Prime Minister Justin Trudeau recently announced the federal government is working with Spartan Bioscience — led by CEO Paul Lem — to adapt the Centers for Disease Control and Prevention’s (CDC) COVID-19 DNA test to its own Spartan Cube. Lem predicts the mobile, hand-held diagnostic kit, which provides test results in just 30 minutes, could be ready for this use in as few as eight weeks.
“We think it’s a game changer,” says Lem, who earned his bachelor’s degree in human biology from U of T in 1998 as a member of University College. He received his medical degree from the University of Ottawa in 2002 before returning to U of T’s medical microbiology residency program.
“We’re seeing headlines about how there’s a global shortage in testing,” Lem adds. “Canada is no exception; we have a huge shortage across the entire country. We also have remote towns and northern communities where they collect swabs and sometimes can’t get results back for nine or 10 days, and the virus is spreading in the meantime. Especially in a country like ours that’s so spread out, we’re going to need these portable testing devices to control COVID-19.”
The cube collects and analyzes DNA without the need to send samples to a traditional lab, making it ideal for in-field diagnostic testing.
Spartan’s technology already has regulatory approvals worldwide, including from Health Canada, the U.S. Food and Drug Administration and in Europe.
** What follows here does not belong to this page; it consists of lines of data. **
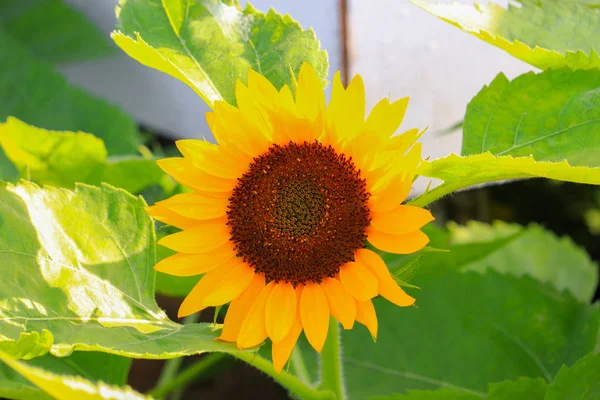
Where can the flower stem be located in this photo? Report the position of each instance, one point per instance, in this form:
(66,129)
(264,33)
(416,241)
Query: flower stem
(187,375)
(285,379)
(332,377)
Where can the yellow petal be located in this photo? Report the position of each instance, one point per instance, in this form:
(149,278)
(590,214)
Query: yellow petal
(281,311)
(231,286)
(184,172)
(310,97)
(239,309)
(407,243)
(365,314)
(402,219)
(282,350)
(210,158)
(205,237)
(164,215)
(341,303)
(200,206)
(388,197)
(314,315)
(254,330)
(387,286)
(196,264)
(358,281)
(193,302)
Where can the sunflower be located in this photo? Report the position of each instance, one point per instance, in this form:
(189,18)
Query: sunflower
(282,209)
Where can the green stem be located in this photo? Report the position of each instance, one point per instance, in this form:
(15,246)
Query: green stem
(285,379)
(188,375)
(332,377)
(300,366)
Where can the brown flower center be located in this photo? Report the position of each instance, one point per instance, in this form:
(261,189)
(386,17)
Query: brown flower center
(299,213)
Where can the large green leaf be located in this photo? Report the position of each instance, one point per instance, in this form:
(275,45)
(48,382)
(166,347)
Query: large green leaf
(522,388)
(63,158)
(463,172)
(544,33)
(32,91)
(580,382)
(210,44)
(535,252)
(71,387)
(53,31)
(78,276)
(92,366)
(553,115)
(467,331)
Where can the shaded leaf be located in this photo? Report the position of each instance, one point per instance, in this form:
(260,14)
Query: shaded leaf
(463,172)
(63,158)
(53,31)
(535,252)
(81,277)
(70,387)
(210,44)
(554,115)
(579,382)
(464,320)
(544,33)
(34,92)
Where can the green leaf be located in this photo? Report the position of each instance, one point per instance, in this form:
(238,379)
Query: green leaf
(210,44)
(53,31)
(463,172)
(70,387)
(544,33)
(33,92)
(580,382)
(522,388)
(535,252)
(554,115)
(63,158)
(467,331)
(81,277)
(92,366)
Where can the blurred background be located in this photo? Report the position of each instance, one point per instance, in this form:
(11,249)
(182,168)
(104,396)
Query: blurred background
(397,48)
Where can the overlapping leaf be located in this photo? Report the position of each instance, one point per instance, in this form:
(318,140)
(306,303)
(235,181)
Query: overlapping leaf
(92,366)
(458,172)
(63,387)
(33,92)
(210,44)
(79,276)
(53,31)
(64,158)
(544,33)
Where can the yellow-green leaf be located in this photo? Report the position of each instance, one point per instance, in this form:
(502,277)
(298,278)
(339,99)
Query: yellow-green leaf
(459,172)
(210,44)
(545,33)
(71,387)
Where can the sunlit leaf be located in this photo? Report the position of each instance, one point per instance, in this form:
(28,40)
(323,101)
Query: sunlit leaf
(70,387)
(554,115)
(463,172)
(579,382)
(78,276)
(63,158)
(34,92)
(530,31)
(53,31)
(210,44)
(92,366)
Spartan’s customers include leading organizations such as the Mayo Clinic, the CDC and the New York State Department of Health, as well as Fortune 500 companies.
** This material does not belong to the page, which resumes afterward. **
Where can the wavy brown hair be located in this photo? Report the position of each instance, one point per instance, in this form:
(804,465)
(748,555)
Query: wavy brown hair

Lem says the pandemic has created an all-hands-on-deck situation, with all of Spartan’s 70 staff devoted to adapting the CDC’s test to the cube
“This is our whole reason for existing,” explains Lem. “Our mission has always been to bring DNA testing out of the lab and into these portable, personal DNA analyzers. It’s like home pregnancy tests or home glucose tests that gave everyone access to their test results.
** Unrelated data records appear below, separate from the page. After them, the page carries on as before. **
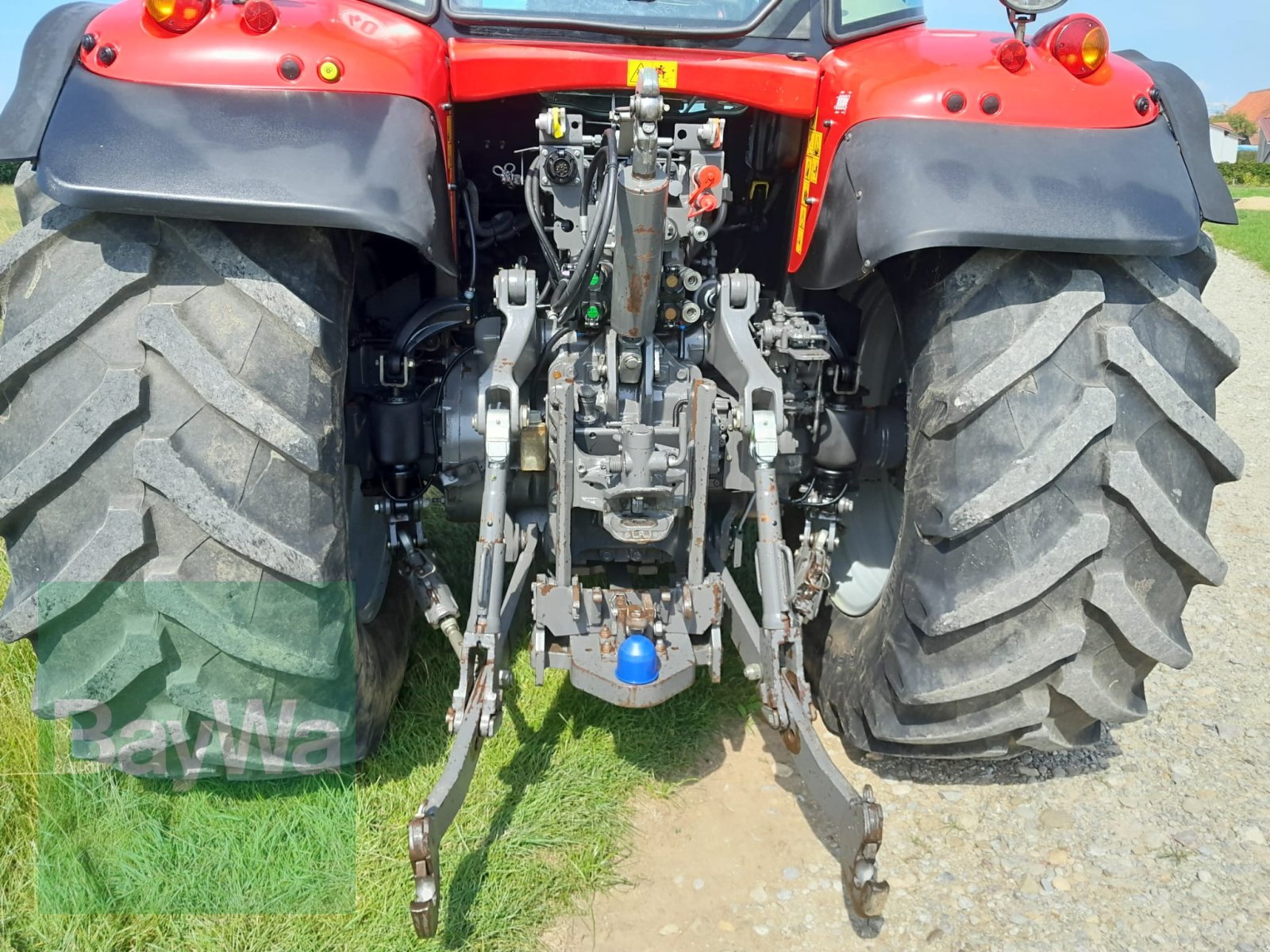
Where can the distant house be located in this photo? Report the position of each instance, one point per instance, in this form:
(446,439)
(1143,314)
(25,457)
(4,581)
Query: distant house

“We’re seeing in real time how powerful it would be to have portable COVID-19 tests: Imagine every school, community centre, town, small hospital having access to these rapid results. We have a huge responsibility to get these tests in the hands of Canadians as fast as possible.”
In addition to adapting the CDC's test for the disease and getting Health Canada's emergency approval, Spartan Bioscience will have to ramp up production to build what is likely to be hundreds of thousands of devices.
Spartan got closer to securing the funding it will need when Navdeep Bains, Canada’s minister of innovation, science and industry, announced the government is leveraging its purchasing power to ensure Canadian innovations, such as the Spartan Cube, can start saving lives sooner. As confirmed by Trudeau the same day, the federal government has signed a letter of intent with Spartan Bioscience and two other Canadian companies, including one co-founded by U of T's Joe Fisher, to fight the pandemic.
“We know Canadian companies are among the most innovative and agile in the world, and we are very confident that we’re going to be able to work with them to respond to the pressing needs in our health-care system,” Trudeau said at a news conference.
Lem said that announcement was validation for the hard work he and his team put into Spartan Bioscience since its founding 14 years ago.
“We all felt really honoured,” says Lem. “This reminds us why we come into work each day. People’s lives are at stake. The work we do is important.”